June 30, 2004, 01:27 AM
Are there any atomic ray-producing installations nearby? Or a scientist trying to produce a larger food animal?

Cause in the 50's, it was usually one of those to blame, according to the documentaries I see on TCM.

June 30, 2004, 07:21 AM
Coyotes are very interesting creatures, very adaptable. In the north east coyotes will hunt small animals on their own but larger animals like deer they will operate in packs.And 40-50 lbs would not be large for this area, in NY they will run up to about 75 lbs. After all the years of trying to exterminate the coyote , they are doing very well ,they range over most of the country and Canada. Here in NY they replace a small wolf called a brush wolf that was exterminated over 100 years ago.

Dave R
June 30, 2004, 12:55 PM
Hmmmm. I'm criss-crossing Dallas in a car on business today. I can vouch for the fact that there are a LOT of those drainage canals and they are heavily wooded. Looks like ideal habitat.
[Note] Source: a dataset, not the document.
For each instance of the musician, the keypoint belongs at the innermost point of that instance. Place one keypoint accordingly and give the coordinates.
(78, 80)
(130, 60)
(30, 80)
Wonder what the legalities would be of taking them in the city with crossbow?

Probably a class III misdemeanor or a felony. Not worth it.

Lone Star
July 18, 2004, 09:54 AM
I don't live too awfully far from the Lochwood area of the city, in north Dallas, and haven't personally seen any coyotes, although I know they do live in the city. I HAVE personally seen gray foxes in an afluent neighborhood just off busy Forest Lane in N. Dallas. They seem normal size. I suppose they scavenge dog food, and there are rabbits, 'coons, and squirrels for them to eat. I bet they eat domestic cats, too. And oppossums!

Lone Star

July 18, 2004, 10:03 PM
Nature has natural selection going on. Bigger, stronger, and different is what coyotes can become. They are an adaptable species and it looks like they are adapting well and thriving. Here in NY there are some that are very good sized. A diet heavily supplemented by human food sources will allow for the emergence of a larger coyote. What is the avaerage height for a man in 2004 compared to 1804. Improvement in diet has caused peoples' height to rise on average over the last few hundred years. An improved diet allows for larger members of the species to develop. I think that is what is being seen in the coyote population.

July 22, 2004, 10:38 PM
Claim: Photograph shows a 115-pound coyote killed in New York. (http://www.snopes.com/photos/animals/coyote.asp)

WRONG it is a Grey Wolf - Dog hybrid.

August 13, 2004, 01:16 PM
There are coyotes on many areas of Dallas besides those mentioned.

Free food
No competition
No predation

Perfect deal compared to livin in the woods and having to contend with all that. The city slickers are bigger and have better coats than the country versions.